Until yesterday my HA worked fine. Today i could not reach the HA App away from home. I use Tailscale to connect.
When i came home no connection was possible on my desktop, laptop or GSM using the homeassistant.local:8123 or by IP address.
I connected a screen directly to my Raspberry Pie and restarted HA. On screen i can see that HA starts up normally. showing the IP4 IP
Automation seems to keep on running but i just can’t get into the app.
When i open my tailscale connection i can see that the HA IP has no green light so it can’t be reached.
On the RP the internet leds are blinking.
Is there more information that i can provide to seek for a solution. Help Appreciated because i don’t see the answer to this problem.
What do you mean? What do i have to look for? For me this is not as simple as the most
Any advise to point me in the right direction could help.
What i also noticed is that my TADO connection is also lost.
On my router i can’t find the IP adresses of TADO Bridge or my RP4.
I have no clue why this happened because everything worked fine and something changed during the day or night yesterday that caused the loss of these 2 devices.
Update, got things working again but don’t know why exactly.
I contacted my Network distributor and it seemed the day things went wrong there was a big internet connection loss in our street. They think that in the period of restarting the internet connection something did go wrong while creating the IP addresses. My HA run’s on a static IP ending on 100. They advise me to chose a smaller number becouse this one is to close to the random chosen ones.
Don’t know if this is the answer but didn’t find any other reasons
In other words, being a little bit more technical, you didn’t configure your router for Static IP, and the IP address used was allocated dynamically using DHCP (it often just picks the next one available).
This explains the ‘random’ aspect of your IP addressing dilemma, when your external network interruption was eventually rectified, and your router restarted.
This would have made the penny drop as you would have noticed any IP address issues your network distributor help desk hinted at.
Go back, check how you are configuring the choice of allocating IP address, check the router DHCP settings, and adjust accordingly, otherwise you may find the problem may happen again.

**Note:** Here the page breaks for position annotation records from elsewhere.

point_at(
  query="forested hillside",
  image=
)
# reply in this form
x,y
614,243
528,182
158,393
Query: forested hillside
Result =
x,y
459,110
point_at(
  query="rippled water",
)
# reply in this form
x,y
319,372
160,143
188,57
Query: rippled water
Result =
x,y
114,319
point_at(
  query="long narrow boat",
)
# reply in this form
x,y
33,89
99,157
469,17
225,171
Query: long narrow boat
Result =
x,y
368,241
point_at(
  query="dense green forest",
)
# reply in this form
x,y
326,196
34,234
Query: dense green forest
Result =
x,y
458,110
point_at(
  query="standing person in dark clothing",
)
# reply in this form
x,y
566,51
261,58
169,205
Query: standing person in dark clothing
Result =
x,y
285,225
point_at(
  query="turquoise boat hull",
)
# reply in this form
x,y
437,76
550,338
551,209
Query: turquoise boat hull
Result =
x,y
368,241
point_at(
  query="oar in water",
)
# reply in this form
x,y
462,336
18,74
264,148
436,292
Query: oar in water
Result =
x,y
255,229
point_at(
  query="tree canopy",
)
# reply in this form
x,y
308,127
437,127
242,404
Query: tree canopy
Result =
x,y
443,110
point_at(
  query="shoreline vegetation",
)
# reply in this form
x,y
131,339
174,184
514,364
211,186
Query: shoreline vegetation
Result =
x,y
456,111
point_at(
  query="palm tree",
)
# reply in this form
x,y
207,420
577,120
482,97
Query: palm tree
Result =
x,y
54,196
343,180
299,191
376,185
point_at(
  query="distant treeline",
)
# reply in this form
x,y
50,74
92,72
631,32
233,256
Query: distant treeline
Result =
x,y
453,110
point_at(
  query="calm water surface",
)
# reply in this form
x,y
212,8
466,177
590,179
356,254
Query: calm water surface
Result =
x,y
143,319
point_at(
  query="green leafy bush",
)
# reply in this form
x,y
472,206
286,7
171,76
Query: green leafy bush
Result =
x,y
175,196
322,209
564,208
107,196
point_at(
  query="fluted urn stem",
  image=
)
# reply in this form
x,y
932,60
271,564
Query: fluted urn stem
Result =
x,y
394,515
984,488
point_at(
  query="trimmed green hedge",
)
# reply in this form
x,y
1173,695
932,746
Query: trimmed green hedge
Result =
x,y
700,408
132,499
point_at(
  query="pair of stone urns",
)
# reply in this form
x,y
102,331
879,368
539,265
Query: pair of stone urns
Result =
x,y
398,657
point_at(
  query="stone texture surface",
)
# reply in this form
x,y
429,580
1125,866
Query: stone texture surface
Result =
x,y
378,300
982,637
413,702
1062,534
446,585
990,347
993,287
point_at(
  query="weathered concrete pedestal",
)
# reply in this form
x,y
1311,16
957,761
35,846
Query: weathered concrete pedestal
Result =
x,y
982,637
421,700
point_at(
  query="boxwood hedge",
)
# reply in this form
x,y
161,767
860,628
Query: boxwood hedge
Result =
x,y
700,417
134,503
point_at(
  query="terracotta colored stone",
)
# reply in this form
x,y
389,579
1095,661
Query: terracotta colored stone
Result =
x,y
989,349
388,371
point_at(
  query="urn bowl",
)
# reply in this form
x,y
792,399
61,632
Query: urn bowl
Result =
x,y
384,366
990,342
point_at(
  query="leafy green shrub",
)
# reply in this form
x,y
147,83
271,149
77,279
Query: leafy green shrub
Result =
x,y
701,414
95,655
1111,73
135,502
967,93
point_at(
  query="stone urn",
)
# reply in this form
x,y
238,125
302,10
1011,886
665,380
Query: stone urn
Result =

I strongly recommend pre-allocating Static (fixed) IP addresses for everything. That way you are in control and not subject to the DHCP whims of your router, you know what to expect, and where to look if a device cannot connect. Your networked devices, looking for each other to communicate will also be able to consistently find them easier and faster. If anything goes down, it will come back in a known state on their allocated IP address, because you told it to.